What If My Home Doesn’t Sell After Curbio Makes Improvements?

  • Home must be kept on the market until it sells
  • With a 2% price reduction every 30 days if not sold during that time
  • You can also pay Curbio directly for their work if you want to end the deal
  • May make sense to shop around for other bids to see how Curbio pricing stacks up versus the competition

Now some of the what-ifs one needs to consider if using Curbio to make renovations.

Since they’re doing the work upfront for no charge, on the basis that they’ll get paid at closing, your home eventually needs to sell.

And they state their decision to take on a project is based on the homeowner’s equity in the property.

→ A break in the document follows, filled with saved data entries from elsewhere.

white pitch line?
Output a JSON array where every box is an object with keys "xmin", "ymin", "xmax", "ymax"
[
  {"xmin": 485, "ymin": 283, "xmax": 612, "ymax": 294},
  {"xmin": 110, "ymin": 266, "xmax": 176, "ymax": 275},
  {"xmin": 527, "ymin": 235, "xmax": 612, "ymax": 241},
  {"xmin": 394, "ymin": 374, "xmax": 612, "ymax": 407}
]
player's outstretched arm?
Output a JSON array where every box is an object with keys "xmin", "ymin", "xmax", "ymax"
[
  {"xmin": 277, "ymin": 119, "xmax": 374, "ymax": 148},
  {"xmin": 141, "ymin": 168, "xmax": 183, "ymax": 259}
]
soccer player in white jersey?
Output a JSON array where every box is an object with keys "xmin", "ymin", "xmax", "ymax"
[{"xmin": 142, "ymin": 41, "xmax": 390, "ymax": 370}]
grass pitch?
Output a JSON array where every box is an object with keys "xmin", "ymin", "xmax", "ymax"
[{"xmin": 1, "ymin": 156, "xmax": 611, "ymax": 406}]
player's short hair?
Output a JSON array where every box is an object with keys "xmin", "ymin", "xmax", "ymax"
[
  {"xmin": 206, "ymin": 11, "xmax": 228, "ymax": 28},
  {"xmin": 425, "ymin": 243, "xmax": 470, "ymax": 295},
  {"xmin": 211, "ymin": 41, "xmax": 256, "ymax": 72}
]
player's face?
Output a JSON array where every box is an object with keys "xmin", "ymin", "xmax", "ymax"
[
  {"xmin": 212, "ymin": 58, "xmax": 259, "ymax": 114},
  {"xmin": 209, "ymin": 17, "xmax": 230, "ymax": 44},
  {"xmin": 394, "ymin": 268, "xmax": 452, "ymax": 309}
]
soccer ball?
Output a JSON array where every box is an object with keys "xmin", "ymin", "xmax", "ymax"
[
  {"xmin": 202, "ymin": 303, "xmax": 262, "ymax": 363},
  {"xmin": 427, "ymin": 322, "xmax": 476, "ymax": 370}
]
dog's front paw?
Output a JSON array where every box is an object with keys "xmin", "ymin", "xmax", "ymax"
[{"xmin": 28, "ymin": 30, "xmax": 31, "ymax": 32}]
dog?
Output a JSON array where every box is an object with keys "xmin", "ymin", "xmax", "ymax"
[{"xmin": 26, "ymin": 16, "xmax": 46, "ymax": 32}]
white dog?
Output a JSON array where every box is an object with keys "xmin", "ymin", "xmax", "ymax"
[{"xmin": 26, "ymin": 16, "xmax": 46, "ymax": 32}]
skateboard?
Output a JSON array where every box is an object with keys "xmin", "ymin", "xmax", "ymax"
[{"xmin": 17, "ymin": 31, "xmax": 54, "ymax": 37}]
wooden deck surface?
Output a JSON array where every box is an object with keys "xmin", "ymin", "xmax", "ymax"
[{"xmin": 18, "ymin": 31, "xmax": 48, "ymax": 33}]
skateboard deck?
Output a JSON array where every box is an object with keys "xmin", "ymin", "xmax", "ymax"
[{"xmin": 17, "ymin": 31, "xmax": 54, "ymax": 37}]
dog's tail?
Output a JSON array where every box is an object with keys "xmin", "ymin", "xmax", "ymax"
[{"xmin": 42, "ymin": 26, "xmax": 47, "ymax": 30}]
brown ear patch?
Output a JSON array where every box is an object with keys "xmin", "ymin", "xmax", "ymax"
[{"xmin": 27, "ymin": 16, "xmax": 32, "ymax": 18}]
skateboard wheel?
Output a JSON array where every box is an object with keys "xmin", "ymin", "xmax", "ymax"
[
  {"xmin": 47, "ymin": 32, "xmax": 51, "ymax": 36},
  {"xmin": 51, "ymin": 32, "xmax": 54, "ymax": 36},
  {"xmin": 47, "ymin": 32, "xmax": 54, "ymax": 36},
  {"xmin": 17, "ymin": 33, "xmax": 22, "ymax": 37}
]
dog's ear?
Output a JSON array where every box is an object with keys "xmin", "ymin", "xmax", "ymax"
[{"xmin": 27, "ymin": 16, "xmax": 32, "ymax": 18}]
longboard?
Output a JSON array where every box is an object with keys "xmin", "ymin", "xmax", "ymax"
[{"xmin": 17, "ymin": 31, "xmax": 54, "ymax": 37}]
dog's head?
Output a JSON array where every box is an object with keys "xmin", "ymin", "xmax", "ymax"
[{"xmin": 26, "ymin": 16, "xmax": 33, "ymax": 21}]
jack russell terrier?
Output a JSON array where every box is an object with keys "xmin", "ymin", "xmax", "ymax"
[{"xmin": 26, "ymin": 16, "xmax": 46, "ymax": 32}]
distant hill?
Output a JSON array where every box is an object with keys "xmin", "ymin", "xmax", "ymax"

My assumption is they want you to have a healthy amount of it to allow for a flexible sales price.

Curbio does have an arrangement in place to ensure the properties do sell in a timely manner.

They say they’ll wait as long as it takes to get paid, and won’t charge additional fees or interest charges during that time.

And while there is no time limit, they do require that the list price be reduced by 2% after 30 days on the market, and an additional 2% every 30 days thereafter.

You must also agree to leave the home on the market until it sells, unless you choose to pay Curbio directly for their work.

The obvious downside here is that there’s no guarantee your home will sell for enough to cover the cost of renovations performed by Curbio.

But they seem confident that homes can sell for enough post-renovation to result in a healthy ROI.

I’m also curious if you can reside in the home while the work is being completed, or if you need to vacate the property.

You can always get an estimate from Curbio and then collect multiple bids from other contractors in your area to see how they all stack up pricing wise.

The downside is you’ll need to pay the other contractors upfront, though I’ve created a comprehensive list of the pros and cons of paying for home renovations via many different methods.

One could also argue that you should enjoy your home renovations before selling, so doing them early on may be more beneficial from a happiness standpoint.

The ideal situation is making renovations that benefit the homeowner while they’re in the property, and pay off once it comes time to sell.